Dagstuhl seminar on
Evaluating
Embodied Conversational Agents
15-19 March, 2004
Organized by
Z. Ruttkay (CWI, Amsterdam,
NL), E. André (Univ. Augsburg, DE), K. Höök (IT-University Kista, SE), W. Lewis
Johnson (USC Marina del Rey, US), C. Pelachaud (Univ. Paris, FR)
In the past years we have seen an increasing number of ECAs (Embodied Conversational Agents), as results (and sometimes also as medium) of academic research as well as in commercial applications in fields like information providing (news reader, info kiosk), user interfaces for deaf (lip-reading, signing avatars), education, commerce and entertainment. Due to the novelty of the field and the complexity of the problems, different paradigms and tools have been used to produce the individual ECAs, often tailored to the special needs of an application or of a research issue.

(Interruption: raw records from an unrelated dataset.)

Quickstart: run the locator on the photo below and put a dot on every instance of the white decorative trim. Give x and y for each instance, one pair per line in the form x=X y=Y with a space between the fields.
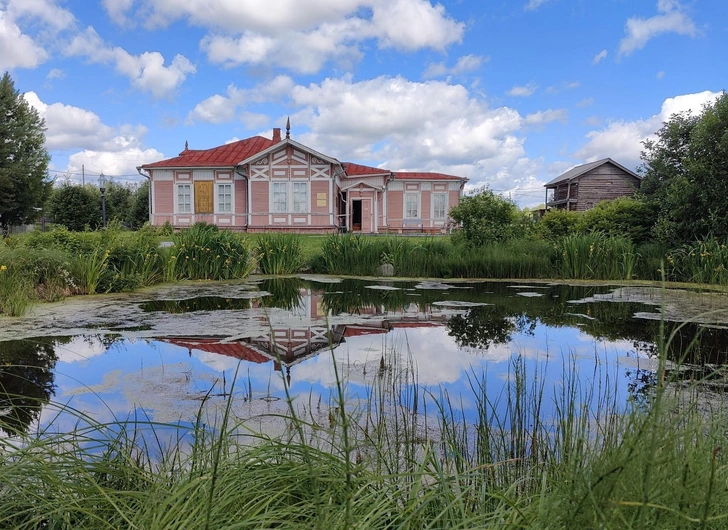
x=419 y=204
x=395 y=186
x=203 y=174
x=162 y=175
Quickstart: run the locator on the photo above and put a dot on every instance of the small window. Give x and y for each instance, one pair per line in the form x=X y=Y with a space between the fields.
x=224 y=198
x=184 y=198
x=412 y=205
x=439 y=205
x=300 y=197
x=280 y=197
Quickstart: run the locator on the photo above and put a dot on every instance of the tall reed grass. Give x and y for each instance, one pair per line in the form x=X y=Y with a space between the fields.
x=595 y=256
x=203 y=252
x=279 y=254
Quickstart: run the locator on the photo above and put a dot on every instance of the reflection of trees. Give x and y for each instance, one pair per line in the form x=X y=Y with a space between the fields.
x=285 y=293
x=26 y=382
x=485 y=326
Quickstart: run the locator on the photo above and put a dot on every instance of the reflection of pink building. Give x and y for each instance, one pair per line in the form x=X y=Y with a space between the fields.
x=258 y=185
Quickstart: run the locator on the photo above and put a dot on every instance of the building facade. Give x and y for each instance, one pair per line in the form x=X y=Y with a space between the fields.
x=260 y=184
x=582 y=187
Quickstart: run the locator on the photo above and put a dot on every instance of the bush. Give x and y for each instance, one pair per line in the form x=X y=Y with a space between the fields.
x=557 y=224
x=486 y=218
x=623 y=217
x=76 y=207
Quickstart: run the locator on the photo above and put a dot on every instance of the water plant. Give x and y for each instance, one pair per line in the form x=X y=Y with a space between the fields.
x=279 y=253
x=203 y=252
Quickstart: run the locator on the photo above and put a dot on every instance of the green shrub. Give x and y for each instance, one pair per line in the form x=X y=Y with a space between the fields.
x=486 y=218
x=624 y=217
x=557 y=224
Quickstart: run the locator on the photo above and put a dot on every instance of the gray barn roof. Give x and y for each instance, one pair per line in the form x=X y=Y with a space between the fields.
x=580 y=170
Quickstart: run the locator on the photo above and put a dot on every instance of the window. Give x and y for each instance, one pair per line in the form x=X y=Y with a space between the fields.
x=300 y=197
x=439 y=205
x=184 y=198
x=412 y=205
x=280 y=197
x=225 y=198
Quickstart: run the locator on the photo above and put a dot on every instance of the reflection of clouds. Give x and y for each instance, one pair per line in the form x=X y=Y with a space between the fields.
x=80 y=348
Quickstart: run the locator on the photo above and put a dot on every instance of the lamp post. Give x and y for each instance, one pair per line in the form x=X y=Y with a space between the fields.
x=102 y=189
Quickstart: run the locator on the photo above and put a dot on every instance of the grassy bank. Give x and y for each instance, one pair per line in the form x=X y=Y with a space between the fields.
x=596 y=464
x=52 y=265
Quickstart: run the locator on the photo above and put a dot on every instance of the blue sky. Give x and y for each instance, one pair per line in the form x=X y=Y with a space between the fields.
x=508 y=94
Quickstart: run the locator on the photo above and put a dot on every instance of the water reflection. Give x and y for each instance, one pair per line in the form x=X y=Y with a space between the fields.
x=294 y=327
x=26 y=382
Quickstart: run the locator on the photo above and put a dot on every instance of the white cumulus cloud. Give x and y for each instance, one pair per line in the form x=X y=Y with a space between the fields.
x=622 y=140
x=671 y=18
x=146 y=71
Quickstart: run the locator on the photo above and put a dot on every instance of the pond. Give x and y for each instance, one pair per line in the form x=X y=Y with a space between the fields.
x=164 y=354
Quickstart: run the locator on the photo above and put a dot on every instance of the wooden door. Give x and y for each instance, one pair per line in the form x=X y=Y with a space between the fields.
x=204 y=200
x=366 y=216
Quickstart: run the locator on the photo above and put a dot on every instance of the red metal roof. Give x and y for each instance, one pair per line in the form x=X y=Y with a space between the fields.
x=359 y=169
x=424 y=175
x=238 y=350
x=226 y=155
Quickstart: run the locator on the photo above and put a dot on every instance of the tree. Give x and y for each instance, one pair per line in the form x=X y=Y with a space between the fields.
x=686 y=175
x=76 y=207
x=24 y=184
x=486 y=218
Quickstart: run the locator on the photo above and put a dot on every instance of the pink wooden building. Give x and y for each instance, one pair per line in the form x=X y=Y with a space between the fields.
x=260 y=184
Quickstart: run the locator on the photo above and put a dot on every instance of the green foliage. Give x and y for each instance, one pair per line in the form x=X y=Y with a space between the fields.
x=76 y=207
x=685 y=175
x=24 y=185
x=623 y=217
x=596 y=256
x=279 y=253
x=486 y=218
x=15 y=291
x=203 y=252
x=556 y=224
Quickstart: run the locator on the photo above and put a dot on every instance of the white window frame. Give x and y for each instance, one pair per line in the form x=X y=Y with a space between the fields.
x=181 y=207
x=300 y=206
x=418 y=200
x=275 y=204
x=444 y=195
x=219 y=203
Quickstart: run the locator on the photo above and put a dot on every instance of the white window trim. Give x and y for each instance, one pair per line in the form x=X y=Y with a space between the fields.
x=192 y=198
x=232 y=197
x=307 y=201
x=289 y=197
x=419 y=204
x=447 y=204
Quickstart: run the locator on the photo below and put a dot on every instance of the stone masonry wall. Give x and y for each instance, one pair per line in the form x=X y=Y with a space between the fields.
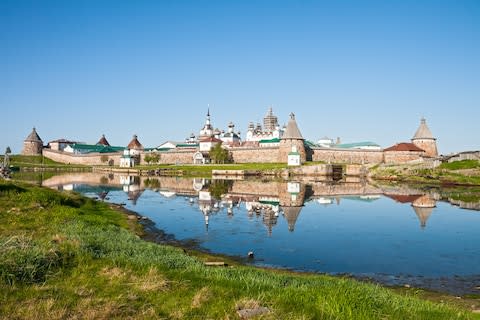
x=249 y=155
x=347 y=156
x=32 y=148
x=84 y=159
x=402 y=156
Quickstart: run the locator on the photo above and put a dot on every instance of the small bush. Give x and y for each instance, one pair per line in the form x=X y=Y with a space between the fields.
x=464 y=164
x=23 y=260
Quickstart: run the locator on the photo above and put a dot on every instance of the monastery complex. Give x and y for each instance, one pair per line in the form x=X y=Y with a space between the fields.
x=270 y=143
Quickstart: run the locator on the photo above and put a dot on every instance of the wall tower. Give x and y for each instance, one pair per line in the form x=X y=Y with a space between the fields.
x=292 y=140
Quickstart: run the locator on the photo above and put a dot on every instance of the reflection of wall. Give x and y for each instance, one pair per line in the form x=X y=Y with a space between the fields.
x=84 y=159
x=423 y=207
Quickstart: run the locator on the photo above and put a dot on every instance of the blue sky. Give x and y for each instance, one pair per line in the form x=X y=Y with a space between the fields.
x=359 y=70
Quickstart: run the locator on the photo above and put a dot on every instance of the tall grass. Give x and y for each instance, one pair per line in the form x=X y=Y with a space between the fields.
x=78 y=259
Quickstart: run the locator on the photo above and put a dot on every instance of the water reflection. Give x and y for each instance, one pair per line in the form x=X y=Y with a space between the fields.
x=267 y=199
x=394 y=233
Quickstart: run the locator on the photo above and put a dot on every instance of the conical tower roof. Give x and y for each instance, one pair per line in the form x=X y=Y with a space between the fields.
x=423 y=132
x=103 y=141
x=33 y=136
x=135 y=144
x=292 y=131
x=291 y=214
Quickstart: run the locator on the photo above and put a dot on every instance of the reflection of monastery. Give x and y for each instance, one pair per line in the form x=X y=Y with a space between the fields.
x=269 y=201
x=270 y=143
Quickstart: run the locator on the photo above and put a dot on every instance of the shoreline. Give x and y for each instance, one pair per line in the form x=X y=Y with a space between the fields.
x=444 y=285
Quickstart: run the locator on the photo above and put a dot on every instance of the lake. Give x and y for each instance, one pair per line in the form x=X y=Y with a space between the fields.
x=396 y=235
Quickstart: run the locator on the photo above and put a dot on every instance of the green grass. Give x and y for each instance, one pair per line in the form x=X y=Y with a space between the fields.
x=464 y=164
x=447 y=173
x=205 y=170
x=65 y=256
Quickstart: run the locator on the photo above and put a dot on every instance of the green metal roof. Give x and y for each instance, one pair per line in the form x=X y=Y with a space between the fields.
x=309 y=143
x=356 y=145
x=187 y=145
x=274 y=140
x=273 y=203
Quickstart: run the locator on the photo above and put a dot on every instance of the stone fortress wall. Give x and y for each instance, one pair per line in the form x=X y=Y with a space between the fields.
x=90 y=159
x=246 y=155
x=291 y=144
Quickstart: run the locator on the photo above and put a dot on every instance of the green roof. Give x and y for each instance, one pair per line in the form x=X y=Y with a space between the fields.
x=274 y=140
x=356 y=145
x=88 y=148
x=309 y=143
x=187 y=145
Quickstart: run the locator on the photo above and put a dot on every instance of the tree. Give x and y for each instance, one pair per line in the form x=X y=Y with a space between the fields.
x=147 y=158
x=219 y=154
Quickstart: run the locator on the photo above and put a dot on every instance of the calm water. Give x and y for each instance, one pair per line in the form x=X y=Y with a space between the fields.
x=394 y=235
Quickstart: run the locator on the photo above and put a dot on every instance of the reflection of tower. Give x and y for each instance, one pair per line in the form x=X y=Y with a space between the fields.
x=205 y=204
x=292 y=195
x=131 y=185
x=423 y=207
x=269 y=219
x=33 y=144
x=424 y=139
x=102 y=195
x=270 y=122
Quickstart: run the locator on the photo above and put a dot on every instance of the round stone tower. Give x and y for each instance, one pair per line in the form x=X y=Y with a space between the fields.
x=292 y=142
x=32 y=145
x=424 y=139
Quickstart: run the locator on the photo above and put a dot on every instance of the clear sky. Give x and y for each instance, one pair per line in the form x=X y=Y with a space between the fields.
x=359 y=70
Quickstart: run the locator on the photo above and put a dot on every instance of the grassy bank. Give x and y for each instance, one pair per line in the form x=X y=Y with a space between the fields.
x=465 y=172
x=65 y=256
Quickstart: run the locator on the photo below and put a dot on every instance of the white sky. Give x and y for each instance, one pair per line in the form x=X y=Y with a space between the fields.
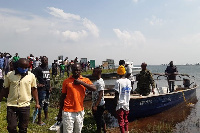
x=151 y=31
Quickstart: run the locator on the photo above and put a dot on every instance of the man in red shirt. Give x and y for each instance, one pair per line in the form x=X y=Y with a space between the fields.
x=71 y=110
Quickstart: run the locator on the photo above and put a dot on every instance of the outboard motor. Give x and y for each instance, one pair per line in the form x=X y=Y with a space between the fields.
x=186 y=83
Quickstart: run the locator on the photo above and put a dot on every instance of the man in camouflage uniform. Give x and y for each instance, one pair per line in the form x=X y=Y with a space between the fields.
x=144 y=79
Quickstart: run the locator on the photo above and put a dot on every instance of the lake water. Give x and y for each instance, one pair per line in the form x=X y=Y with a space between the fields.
x=185 y=119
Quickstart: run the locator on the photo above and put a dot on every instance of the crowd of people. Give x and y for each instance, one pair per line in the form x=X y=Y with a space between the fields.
x=24 y=78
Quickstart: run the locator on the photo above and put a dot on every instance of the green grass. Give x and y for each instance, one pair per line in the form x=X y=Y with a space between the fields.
x=89 y=126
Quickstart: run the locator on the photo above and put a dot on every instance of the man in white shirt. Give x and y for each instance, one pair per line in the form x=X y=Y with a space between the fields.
x=123 y=89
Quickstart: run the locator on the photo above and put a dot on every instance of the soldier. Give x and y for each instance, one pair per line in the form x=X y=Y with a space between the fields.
x=144 y=79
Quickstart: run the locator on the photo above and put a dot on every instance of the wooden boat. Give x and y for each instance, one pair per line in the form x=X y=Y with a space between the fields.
x=143 y=106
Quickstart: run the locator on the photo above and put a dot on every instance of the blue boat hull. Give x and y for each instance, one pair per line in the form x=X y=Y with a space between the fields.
x=143 y=107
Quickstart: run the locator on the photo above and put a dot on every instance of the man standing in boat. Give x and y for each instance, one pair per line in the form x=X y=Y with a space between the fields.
x=122 y=92
x=171 y=72
x=145 y=79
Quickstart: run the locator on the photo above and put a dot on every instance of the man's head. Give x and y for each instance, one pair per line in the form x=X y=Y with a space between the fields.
x=2 y=55
x=44 y=60
x=97 y=72
x=171 y=63
x=143 y=66
x=22 y=65
x=76 y=70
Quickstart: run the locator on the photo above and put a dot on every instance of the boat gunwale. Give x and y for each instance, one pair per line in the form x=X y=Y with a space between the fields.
x=143 y=97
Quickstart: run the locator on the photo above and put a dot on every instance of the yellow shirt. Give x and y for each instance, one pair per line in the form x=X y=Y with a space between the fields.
x=19 y=89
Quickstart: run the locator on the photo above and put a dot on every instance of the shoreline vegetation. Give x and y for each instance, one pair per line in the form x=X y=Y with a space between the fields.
x=138 y=126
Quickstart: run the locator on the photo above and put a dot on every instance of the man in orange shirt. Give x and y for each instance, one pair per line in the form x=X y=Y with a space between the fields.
x=71 y=110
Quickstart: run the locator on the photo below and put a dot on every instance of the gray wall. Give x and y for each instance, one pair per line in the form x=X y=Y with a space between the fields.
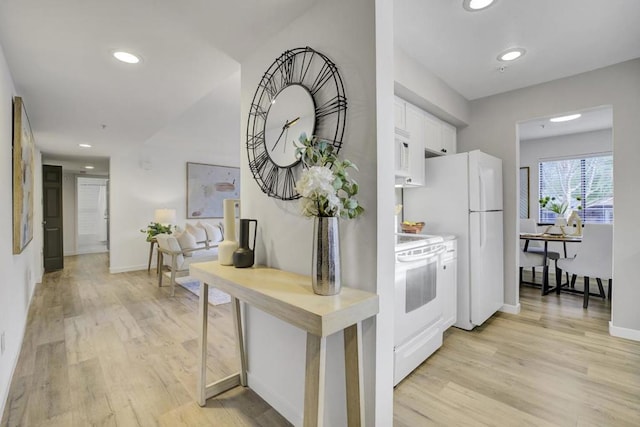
x=492 y=128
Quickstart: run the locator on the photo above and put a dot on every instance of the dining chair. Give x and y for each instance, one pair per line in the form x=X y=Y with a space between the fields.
x=532 y=247
x=593 y=259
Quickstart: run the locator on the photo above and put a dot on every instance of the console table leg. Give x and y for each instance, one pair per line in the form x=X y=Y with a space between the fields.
x=353 y=375
x=314 y=381
x=237 y=324
x=202 y=342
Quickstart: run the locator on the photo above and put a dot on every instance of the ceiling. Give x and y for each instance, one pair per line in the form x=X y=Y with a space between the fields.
x=562 y=38
x=590 y=120
x=187 y=85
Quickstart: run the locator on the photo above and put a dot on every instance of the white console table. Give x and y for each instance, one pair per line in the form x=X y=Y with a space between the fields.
x=289 y=297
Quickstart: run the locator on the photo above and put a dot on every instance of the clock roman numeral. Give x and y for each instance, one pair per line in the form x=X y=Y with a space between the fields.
x=257 y=111
x=332 y=106
x=259 y=163
x=325 y=74
x=271 y=179
x=289 y=185
x=255 y=140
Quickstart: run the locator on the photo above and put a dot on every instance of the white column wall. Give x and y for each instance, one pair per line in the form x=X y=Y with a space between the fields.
x=346 y=33
x=20 y=272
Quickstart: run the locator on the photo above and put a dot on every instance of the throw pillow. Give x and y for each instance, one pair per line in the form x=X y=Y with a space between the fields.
x=214 y=234
x=186 y=241
x=197 y=232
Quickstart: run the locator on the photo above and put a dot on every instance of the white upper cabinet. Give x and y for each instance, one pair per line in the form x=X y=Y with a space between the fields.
x=449 y=135
x=433 y=133
x=415 y=127
x=400 y=113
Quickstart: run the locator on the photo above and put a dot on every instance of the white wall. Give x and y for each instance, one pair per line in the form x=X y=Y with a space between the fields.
x=493 y=129
x=344 y=31
x=69 y=212
x=141 y=181
x=20 y=272
x=421 y=87
x=533 y=151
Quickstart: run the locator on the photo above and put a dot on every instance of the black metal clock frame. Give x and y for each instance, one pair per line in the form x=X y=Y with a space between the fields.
x=319 y=75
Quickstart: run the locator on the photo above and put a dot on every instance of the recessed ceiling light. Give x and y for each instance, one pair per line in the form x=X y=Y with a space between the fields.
x=511 y=54
x=565 y=118
x=127 y=57
x=475 y=5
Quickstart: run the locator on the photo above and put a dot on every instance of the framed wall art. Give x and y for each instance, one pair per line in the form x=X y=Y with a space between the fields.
x=23 y=177
x=524 y=192
x=208 y=186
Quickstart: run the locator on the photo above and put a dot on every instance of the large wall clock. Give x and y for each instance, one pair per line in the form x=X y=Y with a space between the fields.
x=301 y=91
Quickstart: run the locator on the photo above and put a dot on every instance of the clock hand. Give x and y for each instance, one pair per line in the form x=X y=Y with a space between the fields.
x=285 y=127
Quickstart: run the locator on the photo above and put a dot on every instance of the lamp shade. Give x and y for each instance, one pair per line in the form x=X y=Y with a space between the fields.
x=165 y=216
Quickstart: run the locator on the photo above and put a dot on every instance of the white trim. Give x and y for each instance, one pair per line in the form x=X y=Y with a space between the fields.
x=115 y=270
x=285 y=408
x=630 y=334
x=3 y=399
x=510 y=308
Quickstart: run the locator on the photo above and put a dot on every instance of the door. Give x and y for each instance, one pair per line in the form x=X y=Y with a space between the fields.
x=486 y=265
x=53 y=251
x=485 y=182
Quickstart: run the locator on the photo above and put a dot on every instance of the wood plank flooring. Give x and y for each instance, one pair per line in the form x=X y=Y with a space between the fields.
x=554 y=364
x=115 y=350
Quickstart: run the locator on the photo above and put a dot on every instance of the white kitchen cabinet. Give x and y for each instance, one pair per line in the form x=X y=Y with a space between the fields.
x=449 y=136
x=400 y=113
x=415 y=127
x=433 y=133
x=448 y=284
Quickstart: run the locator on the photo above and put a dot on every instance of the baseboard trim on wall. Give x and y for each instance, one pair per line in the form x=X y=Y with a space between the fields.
x=3 y=398
x=511 y=309
x=115 y=270
x=283 y=406
x=630 y=334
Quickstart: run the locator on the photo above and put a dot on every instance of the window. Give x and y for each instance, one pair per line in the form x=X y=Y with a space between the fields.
x=586 y=182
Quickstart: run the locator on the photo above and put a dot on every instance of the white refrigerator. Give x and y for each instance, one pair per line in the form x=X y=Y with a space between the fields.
x=462 y=195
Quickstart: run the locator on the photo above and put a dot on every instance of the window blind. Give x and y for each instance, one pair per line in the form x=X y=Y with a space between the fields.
x=585 y=182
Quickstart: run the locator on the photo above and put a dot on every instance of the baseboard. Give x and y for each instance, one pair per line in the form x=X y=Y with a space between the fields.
x=114 y=270
x=630 y=334
x=284 y=407
x=3 y=398
x=510 y=308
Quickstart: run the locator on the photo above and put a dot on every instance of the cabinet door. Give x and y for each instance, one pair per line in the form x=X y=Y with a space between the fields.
x=399 y=110
x=449 y=145
x=433 y=133
x=415 y=127
x=447 y=282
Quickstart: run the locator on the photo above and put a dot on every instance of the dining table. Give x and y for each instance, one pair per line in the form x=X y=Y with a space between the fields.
x=546 y=238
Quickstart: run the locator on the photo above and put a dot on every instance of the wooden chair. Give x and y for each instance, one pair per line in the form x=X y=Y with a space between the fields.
x=594 y=259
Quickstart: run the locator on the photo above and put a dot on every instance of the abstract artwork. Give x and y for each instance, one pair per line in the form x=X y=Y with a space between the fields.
x=23 y=177
x=208 y=186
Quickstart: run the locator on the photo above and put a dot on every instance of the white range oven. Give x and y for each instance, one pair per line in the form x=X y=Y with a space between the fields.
x=418 y=307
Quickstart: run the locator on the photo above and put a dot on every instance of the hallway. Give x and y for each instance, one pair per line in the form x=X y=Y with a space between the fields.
x=104 y=349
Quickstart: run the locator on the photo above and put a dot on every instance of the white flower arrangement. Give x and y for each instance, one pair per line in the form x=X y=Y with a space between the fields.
x=326 y=188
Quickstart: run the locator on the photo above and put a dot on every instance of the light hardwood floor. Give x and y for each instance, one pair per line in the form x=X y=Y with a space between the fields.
x=113 y=350
x=554 y=364
x=116 y=350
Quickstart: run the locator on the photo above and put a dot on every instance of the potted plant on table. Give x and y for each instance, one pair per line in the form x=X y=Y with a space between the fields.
x=327 y=193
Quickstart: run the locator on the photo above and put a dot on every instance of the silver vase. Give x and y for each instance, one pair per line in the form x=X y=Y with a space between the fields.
x=325 y=269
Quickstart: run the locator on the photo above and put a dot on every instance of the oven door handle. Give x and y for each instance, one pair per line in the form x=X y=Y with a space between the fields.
x=421 y=257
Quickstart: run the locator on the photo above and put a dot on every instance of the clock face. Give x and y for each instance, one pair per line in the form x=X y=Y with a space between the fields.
x=301 y=92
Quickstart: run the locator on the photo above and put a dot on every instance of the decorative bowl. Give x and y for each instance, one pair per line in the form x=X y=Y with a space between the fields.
x=412 y=227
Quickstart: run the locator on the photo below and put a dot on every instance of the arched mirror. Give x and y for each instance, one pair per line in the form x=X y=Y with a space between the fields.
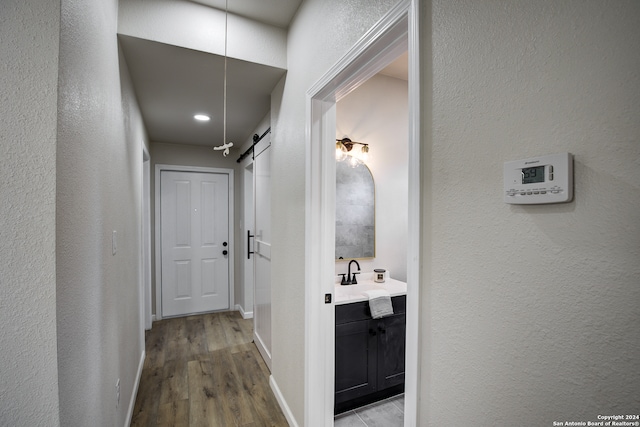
x=355 y=211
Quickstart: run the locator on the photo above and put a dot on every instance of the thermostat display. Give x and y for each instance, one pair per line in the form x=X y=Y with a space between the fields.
x=539 y=180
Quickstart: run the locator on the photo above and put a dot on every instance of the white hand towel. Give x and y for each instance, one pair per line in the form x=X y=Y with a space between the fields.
x=379 y=303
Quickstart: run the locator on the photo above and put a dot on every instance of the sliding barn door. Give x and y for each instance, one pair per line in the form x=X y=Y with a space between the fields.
x=262 y=248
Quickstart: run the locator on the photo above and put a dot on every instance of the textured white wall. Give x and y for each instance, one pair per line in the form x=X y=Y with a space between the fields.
x=194 y=26
x=533 y=313
x=321 y=33
x=377 y=113
x=28 y=97
x=98 y=175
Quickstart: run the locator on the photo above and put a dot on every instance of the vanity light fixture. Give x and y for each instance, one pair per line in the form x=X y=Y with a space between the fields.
x=344 y=148
x=202 y=117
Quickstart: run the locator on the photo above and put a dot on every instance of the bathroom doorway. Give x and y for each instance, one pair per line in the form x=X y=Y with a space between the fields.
x=370 y=357
x=394 y=34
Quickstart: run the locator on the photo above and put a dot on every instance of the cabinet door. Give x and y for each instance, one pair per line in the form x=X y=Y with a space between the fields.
x=355 y=360
x=391 y=343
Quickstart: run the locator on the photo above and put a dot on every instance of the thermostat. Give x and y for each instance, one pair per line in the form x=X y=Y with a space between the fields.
x=539 y=180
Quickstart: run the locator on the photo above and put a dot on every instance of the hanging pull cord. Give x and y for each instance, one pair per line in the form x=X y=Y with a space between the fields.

The comparison and re-use of ECAs has not been dealt with to a sufficient degree, in spite of the high costs of developing yet new ECAs. There have been studies that indicate added value of particular features of ECAs, but it remains to be determined in what situations fully functional ECAs are advantageous, and for what purpose. The sporadic evaluation experiments concentrated on special issues and under restricted circumstances. All the same, several of these partial evaluations have already produced surprising and for the future development and application of ECAs essential results, e.g. on the different preferences of different users.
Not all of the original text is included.